Secara pribadi, Pessoa mengenal pengarangnya, penulis-penulis yang minta dituliskan karya-karyanya itu, meskipun tak tahu kepribadiannya. Jika Pessoa suatu kali merasakan sebuah kepribadian, Pessoa akan segera sadar, bahwa kepribadian itu berbeda dengan dirinya. 

Betapa pentingnya ada makhluk serupa mengurusnya. Anggap saja itu anak roh sebagai pewaris karakter. Tetapi semua perbedaan dari manusia yang lain.
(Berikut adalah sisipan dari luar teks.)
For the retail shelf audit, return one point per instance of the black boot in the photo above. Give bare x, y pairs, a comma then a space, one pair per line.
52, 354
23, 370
Keanehan pengarang merupakan bentuk dari histeri atau yang biasa disebut kepribadian ganda yang karyanya ditulis oleh Pessoa. Pessoa adalah budak dari variasinya sendiri. Jika dia tak memerlukan, jika dia atau setiap teori tentang hasil tertulis dari kesepakatan variasi ini.

Ada kisah tokoh Pessoa mengamati seorang pemuda kurus berusia sekitar 30 tahun. Pemuda itu terus dipantau dari hari ke hari. Pada kesempatan malam tiba, tokoh Pessoa dan pemuda bertemu. Pemuda itu bertanya pada tokoh Pessoa, “Apakah tokoh saya berkegiatan sastra?” Tokoh Pessoa menjawab, ”Ada koran Orpheu yang saya kerjakan.”  

Koran Orpheu merupakan koran tentang modernisme Portugal, terbit tahun 1915. Bahkan pemuda itu bisa menjelaskan lebih rinci. Tentu hal itu membuat tokoh Pessoa kagum. Cuma dia tak tahu dengan siapa kesukaannya itu harus dibagikan. 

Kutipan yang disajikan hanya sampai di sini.